Ms O'CONNOR - Yes, I'm really happy to do that.
Minister, I want to ask you a couple of questions before I leave the committee about JBS and its planned takeover of Huon. Are you aware that JBS sites in the US accounted for an estimated 31 per cent of the formal enforcement actions pursued by regulators since 2010 and nearly 40 per cent since 2014? There have been numerous US environment protection authority cases brought against JBS affiliates, including Pilgrim's Pride, for the release of effluent into waterways. As you'd be aware, when JBS had its abattoir on King Island it was found to be dumping effluent into Porkys Creek. Is JBS really the sort of corporate operator we want in our fragile marine environment?
Mr BARNETT - Thanks very much for the question. I thank the member for the opportunity to respond to it and to say first of all that Tasmania is open for business. It has been since 2014 and we welcome -
Ms O'CONNOR - Apparently to anyone - even Brazilian butchers who were busted for corruption in the US.
Mr BARNETT - We welcome investment in our agriculture and fishing and salmon sector. Investment delivers growth, development and opportunities for Tasmanians. It all must happen under very strict environment and planning approval process which are rigorous.
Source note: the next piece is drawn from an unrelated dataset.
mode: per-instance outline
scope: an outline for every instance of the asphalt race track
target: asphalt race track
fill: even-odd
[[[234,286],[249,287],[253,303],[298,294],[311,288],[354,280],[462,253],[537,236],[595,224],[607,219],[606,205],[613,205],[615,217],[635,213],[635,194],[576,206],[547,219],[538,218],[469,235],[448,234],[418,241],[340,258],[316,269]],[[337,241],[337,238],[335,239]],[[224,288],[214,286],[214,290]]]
Huon Aquaculture certainly is a success story if you look at the history. In terms of the proposed acquisition of Huon Aquaculture by JBS, it's a positive reflection of the global potential for our aquaculture and food sector.
Ms O'CONNOR - It's a positive refection of your Government's weak regulatory approach.
Mr BARNETT - With respect to your question about foreign investment, just to make it very clear, that's a matter for the Foreign Investment Review Board. With respect to your reference to JBS's involvement in the USA, of course we're not involved in regulating or legislating with respect to investment in the USA or any jurisdiction other than Tasmania. The rules and the procedures around sustainable growth and the rigorous planning and approval processes we have in Tasmania will remain no matter who owns parts of our sustainable salmon industry.
Ms O'CONNOR - Thank you, minister.
JBS in the US, on 29 January, was charged over Clean Water Act violations. It has severely damaged waterways in Illinois and Texas, and it is linked to at least 42 500 hectares of deforestation in the Amazon, which is contributing to climate change.
I have an article here from the Australian Financial Review on meat processing giant JBS sharing commercial secrets with big four accountancy firm PricewaterhouseCoopers because it believed its interactions where subject to legal professional privilege. Its lawyers say the horse has already bolted for the court to now remove that privilege. The tax office is concerned about JBS trying to hide behind legal privilege and is suing PwC in an attempt to gain access to swathes of documents related to JBS's work.
Is this really the sort of corporate player we want here in our beautiful marine environment? Don't you think we should have a set of standards about who we invite to do business here, that 'Open for business' should have some constraints around it?
Mr BARNETT - I thank the member for her question and make it very clear that that’s the whole point. In Tasmania we do have rigorous environment and planning approval processes, and those rules apply to JBS or any other entity that operates in Tasmania. Our focus is on building a sustainable industry for Tasmania that delivers on jobs but protects our environment, and delivers that balance. We have a balanced approach -
Ms O'CONNOR - No you don't. That's not what coastal communities around Tasmania say.
Mr BARNETT - This incessant interjecting and verballing of the minister and/or departmental representatives is totally uncalled for. I ask the member to desist.
CHAIR - Thanks, minister, I don't think there's any need for you to third-person yourself either.